S’agissant du droit d’accès à leurs origines des personnes issues d’un don, un point clé du texte, nous partageons la volonté de rompre avec la culture du secret et de faire progresser la transparence sur ces sujets au sein des foyers. Nous pensons que le texte peut aller plus loin. Aussi, nous vous proposerons un amendement ayant pour objet d’informer les receveurs de dons de gamètes ou d’embryons sur le besoin de transparence et d’information des enfants.

En outre, deux dispositions figurant dans le texte actuel, et insérées en commission, nous semblent superflues, voire intrusives pour les personnes souhaitant s’inscrire dans une démarche d’AMP : la dimension psychologique et sociale de l’évaluation par l’équipe pluridisciplinaire et le rappel des possibilités d’adoption lors de leur parcours.

Sur ce point, nous ne doutons pas que les personnes s’inscrivant dans un protocole aussi lourd qu’une PMA ont suffisamment réfléchi au sens de leur démarche et aux autres possibilités s’offrant à elles.

Nous vous proposons d’en revenir à la suppression du consentement du conjoint du donneur, qui fait l’objet d’un recueil obligatoire dans le texte de la commission, tant pour le don que pour le droit d’accès à l’identité du donneur.

En ce qui concerne l’établissement de la filiation, notre groupe défendra, sur l’initiative de notre collègue Richard Yung, un amendement de suppression de l’article 4 bis, qui a été introduit par la commission spéciale : conformément aux récentes décisions judiciaires, nous souhaitons en effet autoriser la transcription à l’état civil français, au cas par cas, en exécution d’une décision étrangère, de l’acte de naissance étranger d’un enfant né d’une GPA.

Enfin, je soutiendrai avec plusieurs de mes collègues un amendement visant à ce que l’établissement de la filiation d’un enfant à l’égard des deux femmes d’un couple ne se traduise pas dans l’acte de naissance par une rédaction spécifique et, donc, distinctement identifiable.

Je conclurai par un constat.

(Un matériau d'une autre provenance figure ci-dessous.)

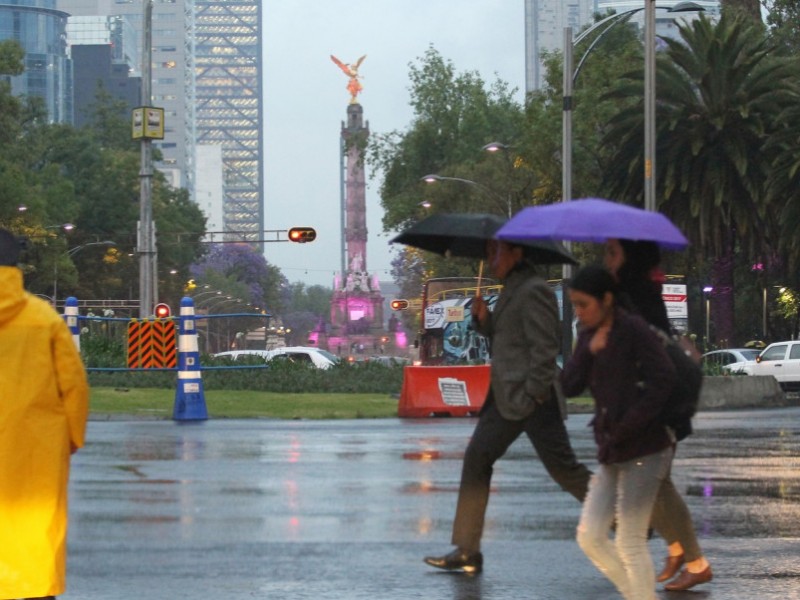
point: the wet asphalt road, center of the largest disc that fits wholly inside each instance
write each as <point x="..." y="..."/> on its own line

Le corps des femmes a trop souvent fait l’objet de débats, comme s’il s’agissait d’un bien public devant être contrôlé, encadré.

Aujourd’hui, nous allons légiférer une nouvelle fois sur le sujet, mais il s’agit là de permettre aux femmes, sans distinction, d’accéder à la procréation médicalement assistée et de former des projets de parentalité dans le respect de la dignité, de la liberté, de la solidarité et de l’intérêt supérieur de l’enfant.

En ces instants, chacune et chacun d’entre nous a à l’esprit, quelles que soient ses convictions, le poids de la responsabilité du législateur.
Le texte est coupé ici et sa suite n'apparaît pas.